Durante entrevista coletiva, o treinador afirmou que o grupo escolhido prioriza características coletivas para a disputa do torneio

O técnico Carlo Ancelotti pediu confiança da torcida brasileira após divulgar a lista de 26 jogadores convocados para a Copa do Mundo FIFA 2026. O anúncio foi realizado nesta segunda-feira (18), no Museu do Amanhã.

Durante entrevista coletiva, o treinador afirmou que o grupo escolhido prioriza características coletivas para a disputa do torneio, que será realizado entre os dias 11 de junho e 19 de julho de 2026, nos Estados Unidos, México e Canadá.

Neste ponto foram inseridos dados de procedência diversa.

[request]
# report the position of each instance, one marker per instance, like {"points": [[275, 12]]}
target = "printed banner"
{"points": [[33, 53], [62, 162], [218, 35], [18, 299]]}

“Tenham confiança neste grupo. Pode não ser o grupo perfeito, mas é um grupo focado, concentrado, humilde e altruísta. Minha ideia é baseada no coletivo”, afirmou Ancelotti.

O treinador italiano também confirmou a renovação de contrato com a Confederação Brasileira de Futebol até a Copa do Mundo de 2030.

Neymar foi tema da coletiva da Seleção Brasileira

A presença de Neymar entre os convocados esteve entre os principais assuntos abordados na entrevista.

Segundo Ancelotti, o atacante do Santos Futebol Clube pode contribuir com a equipe durante o Mundial, independentemente do tempo em campo.

“O escolhemos porque acreditamos que ele pode ajudar a equipe com suas qualidades, mesmo que jogue poucos minutos”, declarou o treinador.

Apesar disso, Ancelotti afirmou que Neymar não terá posição garantida entre os titulares e que o desempenho nos treinamentos será determinante.

“Serei claro: Neymar jogará se merecer. Os treinos vão decidir isso. Não é correto colocar toda a expectativa em apenas um jogador”, explicou.

Técnico falou sobre pressão e expectativa da torcida

Na entrevista, Carlo Ancelotti também comentou a pressão de comandar a Seleção Brasileira em uma Copa do Mundo.

De acordo com o treinador, a relação do Brasil com o futebol aumenta a responsabilidade da comissão técnica e dos jogadores durante a competição.

“Isso mostra a paixão que o país tem pelo futebol e pela seleção. A pressão virá quando começarmos a jogar a Copa”, afirmou.

O treinador destacou ainda que o processo de convocação foi amplo e envolveu a análise de mais de 60 atletas antes da definição da lista final.